Christianity and White Racial Decline
1. Christianity is universalistic: it teaches that all men are potential brothers in Christ, that all men have souls that can be saved. Well, if we are all brothers in the most important thing of all, then by what standard can we erect barriers to brotherhood in lesser realms: sex and marriage, politics, etc.?
2. Christianity teaches us to love and bless and sacrifice for the inferior. That is the meaning of the so-called Beatitudes of the Sermon on the Mount. Jesus takes examples of people who were thought to be unfortunate and says they are blessed. From Wikipedia:
The beatitudes present in Matthew are:
* The poor in spirit; theirs is the kingdom of heaven.
* Mourners; they will be comforted.
* Those that hunger and thirst after righteousness; they will be filled.
* Those persecuted for seeking righteousness. The text says that theirs is the kingdom of heaven.
The beatitudes present in the Gospel of Luke are:
* The poor. The text says that theirs is the kingdom of heaven.
* "Those who are weeping". The text says that they "will laugh".
* The hungry. The text says that they will "be satisfied".
* "Followers of the Son of Man". The text says that theirs is the kingdom of heaven.

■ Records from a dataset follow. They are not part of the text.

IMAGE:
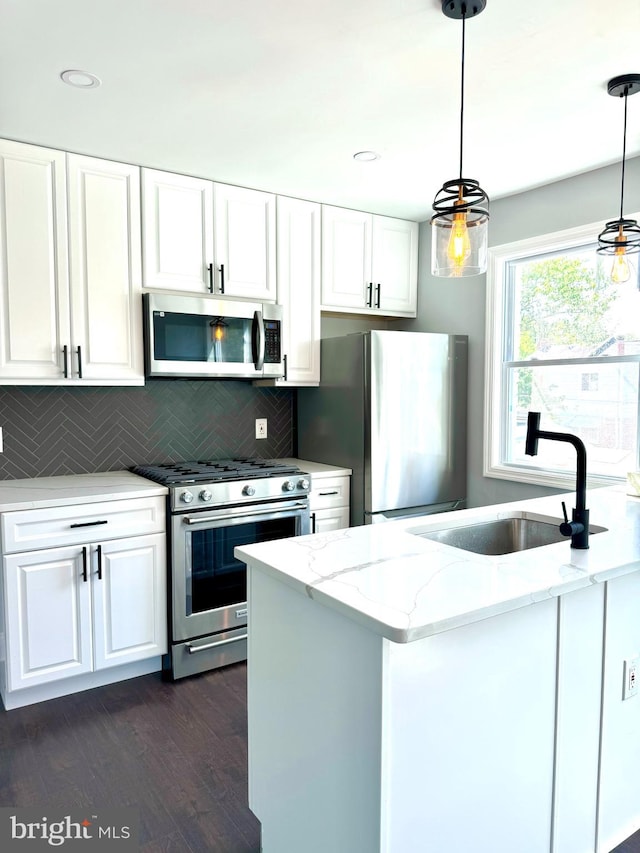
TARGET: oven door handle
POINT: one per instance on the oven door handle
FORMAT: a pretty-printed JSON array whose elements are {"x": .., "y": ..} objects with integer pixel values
[
  {"x": 225, "y": 515},
  {"x": 193, "y": 649}
]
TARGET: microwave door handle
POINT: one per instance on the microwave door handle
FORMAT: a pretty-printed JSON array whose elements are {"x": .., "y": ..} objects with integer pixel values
[{"x": 258, "y": 340}]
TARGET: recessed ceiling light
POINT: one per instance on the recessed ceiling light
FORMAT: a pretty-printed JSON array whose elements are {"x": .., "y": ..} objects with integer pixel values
[
  {"x": 366, "y": 156},
  {"x": 81, "y": 79}
]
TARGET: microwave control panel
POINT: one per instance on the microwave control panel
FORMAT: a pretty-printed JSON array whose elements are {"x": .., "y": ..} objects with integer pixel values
[{"x": 272, "y": 341}]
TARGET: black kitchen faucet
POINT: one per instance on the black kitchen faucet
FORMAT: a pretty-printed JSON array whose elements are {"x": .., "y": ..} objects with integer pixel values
[{"x": 578, "y": 527}]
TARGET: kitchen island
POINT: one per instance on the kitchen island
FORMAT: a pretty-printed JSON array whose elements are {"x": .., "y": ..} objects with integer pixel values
[{"x": 408, "y": 696}]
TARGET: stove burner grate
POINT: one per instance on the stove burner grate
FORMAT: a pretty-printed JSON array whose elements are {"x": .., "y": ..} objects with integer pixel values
[{"x": 174, "y": 473}]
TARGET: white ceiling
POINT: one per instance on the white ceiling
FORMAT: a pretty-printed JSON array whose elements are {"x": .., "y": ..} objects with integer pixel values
[{"x": 279, "y": 94}]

The beatitudes present only in Matthew are:
* The meek. The text says that they will "inherit the earth".
* The merciful. The text says that they will "obtain mercy".
* The pure of heart. The text says that they will "see God".
* The peacemakers. The text says that they will be called "the sons of God". Other translations use the phrase "Children of God".
Well ask yourself: if Jesus blesses such sorry people, and virtue for a Christian consists in imitating Christ, who are the most natural objects of this perverted, dysgenic coddling? The inferior races of course.
3. Christianity is anti-reason, but being anti-reason in and of itself is not anti-white. But I will say that Christianity has a special vested interest in unreason because the values it teaches are almost complete inversions of natural values, so that it must constantly be on guard against reasoning based in nature. Indo-European paganism teaches nature-based values and is thus not as vehemently anti-rational as Christianity. But all religions in the end preach irrational things that must just be accepted.